Burning structures at a village in Sittwe, the capital of Rakhine
Image caption Violence began on Friday and spread to Rakhine's state capital of Sittwe

Gunshots have been heard and buildings set on fire in an area affected by deadly violence between Buddhists and Muslims in western Burma, reports say.

Most of the Muslim residents in the affected areas of Rakhine state are also being relocated, eyewitnesses say.

At least seven people have been killed since Friday, but one report puts the number of dead at 25.

President Thein Sein declared a state of emergency there late on Sunday night.

Violence flared after the murder of a Buddhist woman last month, followed by an attack on a bus carrying Muslims.

According to reports, it began on Friday in the town of Maungdaw, spreading to state capital Sittwe and neighbouring villages.

An unnamed official who spoke to news agency Agence-France Presse said at least 25 have died since, but did not provide further details.

"Smoke is billowing from many directions and we are scared," Ma Thein, a Rakhine resident in Sittwe, told news agency the Associated Press.

"The government should send in more security forces to protect both communities."

Security presence

Rakhine state is named after the ethnic Rakhine Buddhist majority, but also has a sizeable Muslim population, including the Rohingyas.

The Rohingyas are a Muslim group and are stateless, as Burma considers them to be illegal immigrants from Bangladesh.

Neighbouring Bangladesh has increased its security presence on the border amid fears of an exodus.

The Border Guard Bangladesh force on Monday said it had turned away a number of boats carrying refugees.

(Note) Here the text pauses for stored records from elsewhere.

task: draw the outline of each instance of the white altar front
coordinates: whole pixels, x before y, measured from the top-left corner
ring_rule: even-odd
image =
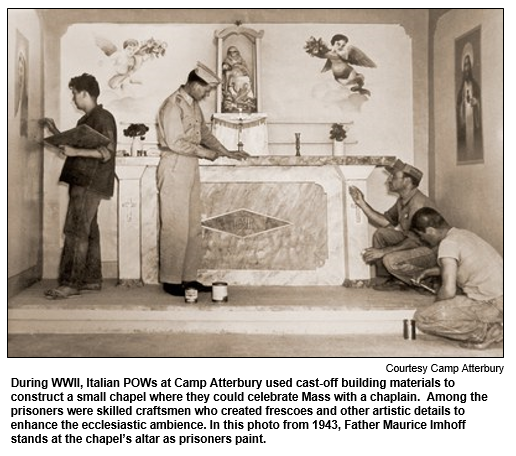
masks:
[[[263,156],[201,166],[200,280],[342,285],[370,278],[368,221],[348,196],[394,157]],[[158,282],[157,157],[118,157],[119,279]]]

Reports of the number of people ranged from 50 to 300.

Activists have criticised Burma's government for imposing a state of emergency, which paves the way for troops to take control of the western state.

The pressure group Human Rights Watch has accused the Burmese government of, in effect, handing over control of Rakhine state to the military, which it says has a history of brutality against both Buddhists and Muslims.

Activists have asked that journalists, aid workers and diplomats be allowed into the area.

A nominally civilian government was elected in Burma in 2010 and, in April this year, opposition politicians led by Aung San Suu Kyi entered Burma's parliament following historic by-elections.

However, the government is still dominated by the military and concerns over political repression and human rights abuses continue.